Identity Pool APIs without SSO Fixed
Request to Identity Pools APIs without SSO enabled fail with interaction_required error message.
Migration APIs Improvement
Dynamic_client_registration settings were not exported in tree dump and default values were presented instead. Now, dynamic_client_registration settings are exported properly.
Migration APIs Improvement
Private JWKS is not returned for workspace migration.

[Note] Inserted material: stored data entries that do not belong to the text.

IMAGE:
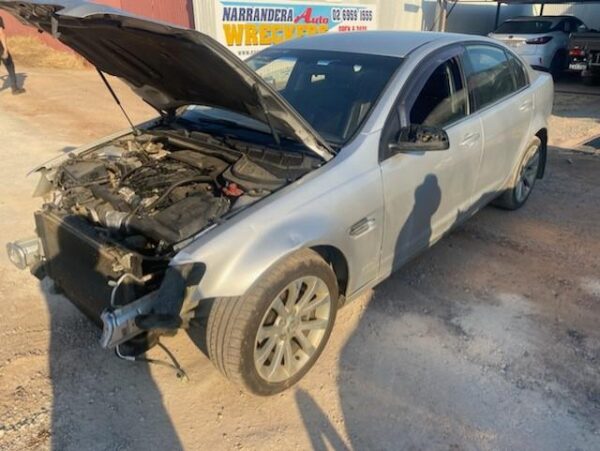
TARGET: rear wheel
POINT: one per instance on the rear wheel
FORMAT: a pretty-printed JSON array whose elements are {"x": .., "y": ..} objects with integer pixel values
[
  {"x": 268, "y": 339},
  {"x": 524, "y": 179},
  {"x": 558, "y": 64}
]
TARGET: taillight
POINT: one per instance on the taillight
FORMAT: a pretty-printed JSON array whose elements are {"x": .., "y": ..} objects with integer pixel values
[
  {"x": 576, "y": 52},
  {"x": 542, "y": 40}
]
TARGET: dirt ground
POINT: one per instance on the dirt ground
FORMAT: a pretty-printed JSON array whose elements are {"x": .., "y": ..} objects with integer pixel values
[{"x": 490, "y": 340}]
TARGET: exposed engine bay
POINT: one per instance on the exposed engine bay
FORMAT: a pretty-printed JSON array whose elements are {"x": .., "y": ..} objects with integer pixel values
[{"x": 152, "y": 191}]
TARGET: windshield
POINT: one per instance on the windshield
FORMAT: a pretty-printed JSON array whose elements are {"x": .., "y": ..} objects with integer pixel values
[
  {"x": 333, "y": 91},
  {"x": 525, "y": 27}
]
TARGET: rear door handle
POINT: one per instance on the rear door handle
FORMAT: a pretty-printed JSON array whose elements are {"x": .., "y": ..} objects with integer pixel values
[
  {"x": 525, "y": 105},
  {"x": 361, "y": 227},
  {"x": 470, "y": 139}
]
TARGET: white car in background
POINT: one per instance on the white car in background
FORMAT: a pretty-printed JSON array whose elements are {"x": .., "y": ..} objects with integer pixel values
[{"x": 541, "y": 41}]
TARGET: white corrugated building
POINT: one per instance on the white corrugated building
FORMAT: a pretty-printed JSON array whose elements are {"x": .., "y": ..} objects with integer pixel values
[{"x": 247, "y": 26}]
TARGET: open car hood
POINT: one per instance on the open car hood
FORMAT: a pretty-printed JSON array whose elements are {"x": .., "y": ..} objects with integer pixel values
[{"x": 165, "y": 65}]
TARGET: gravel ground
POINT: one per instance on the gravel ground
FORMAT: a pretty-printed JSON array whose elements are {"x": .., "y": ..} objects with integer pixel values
[{"x": 490, "y": 340}]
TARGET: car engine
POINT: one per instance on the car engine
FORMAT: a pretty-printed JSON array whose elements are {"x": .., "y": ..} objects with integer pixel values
[{"x": 152, "y": 191}]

Migration APIs Improvement
Policy execution points are now presented in the place where policy is applied: servers, scopes, clients. Policy execution points which target is scope use scope names instead of the scope identifiers to identify scope in a tree dump structure.
Modify Workspace View from Workspace
It is now possible to switch workspace themes in workspace’s Appearance view.
User Identifier Case Insensitive by Default
Newly created Identity Pools have the Identifier case-insensitive option enabled by default.